Monday, March 2, 2020

Roger Scruton, Where We Are: The State of Britain Now (Bloomsbury, 2017).

No matter where you find yourself on the political spectrum, you can’t help but notice a certain isolationist trend sweeping across the globe. In our own country, there are tariffs, the wall, and stronger immigration controls. One might reasonably conclude that these policies can be traced, more or less, to this condition.

The United States is by no means the only nation affected. Many observers argue that reaction to the open-border policy dictated by its membership in the European Union lies behind the narrow referendum victory supporting the United Kingdom’s secession from that organization. This, of course, is an over-simplified view of the arguments supporting Brexit.

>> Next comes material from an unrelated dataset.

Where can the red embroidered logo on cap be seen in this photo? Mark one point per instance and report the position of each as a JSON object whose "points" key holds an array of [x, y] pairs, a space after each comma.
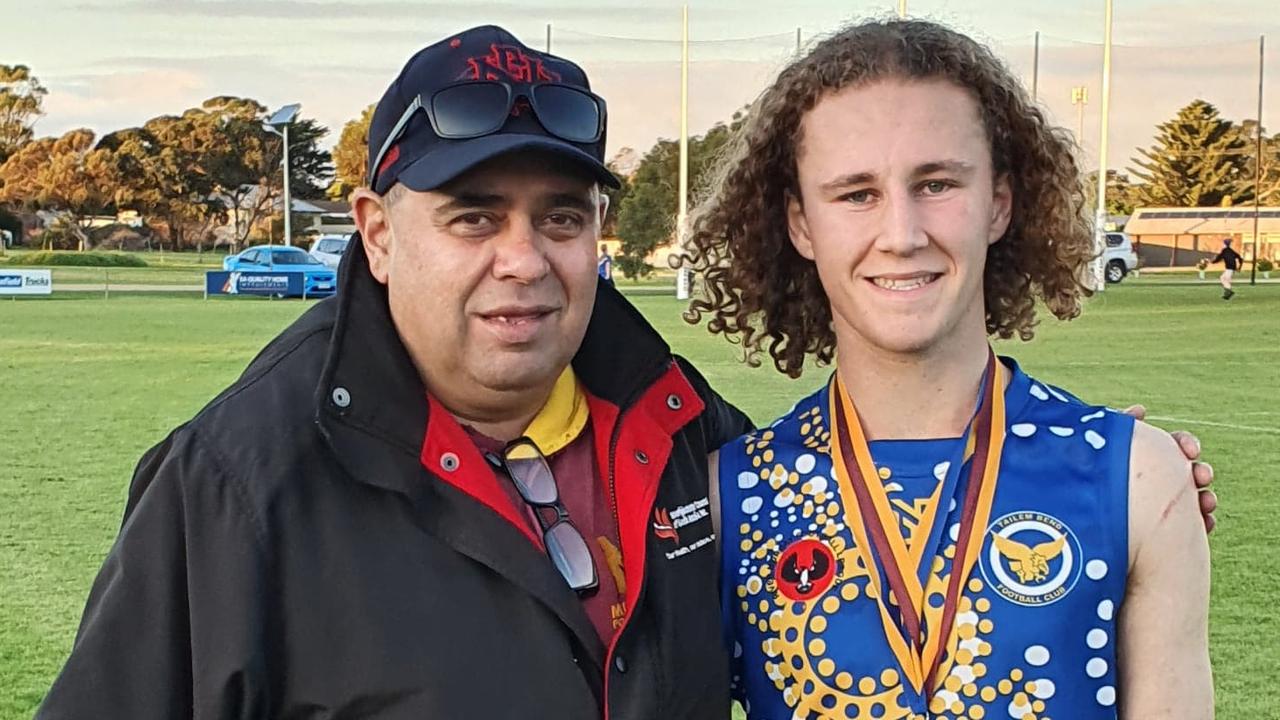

In fact, as the late Roger Scruton argues in Where We Are, the resentments arising out of the EEC’s open-border policy are merely a symptom of globalization, driven by advances in technology and the boundary-free nature of cyberspace. Cyberspace is “everywhere and nowhere,” a “world of constant information” connecting people to “networks rather than places.”  The internet, Scruton tells us, “is an unpoliced nowhere, a kind of Hobbesian state of nature in cyberspace . . . that cannot compete with the trustworthy somewhere for which all people yearn.”

For the entrepreneur, the direction of the global economy is clear: “In 2006 only one of the six most valuable companies in the Fortune 500 index was an information technology company; in 2016 only one was not such a company.” The unanswered question is whether the yearning for a homogenous “home” is an unavoidable byproduct of globalization and transformation to an information economy.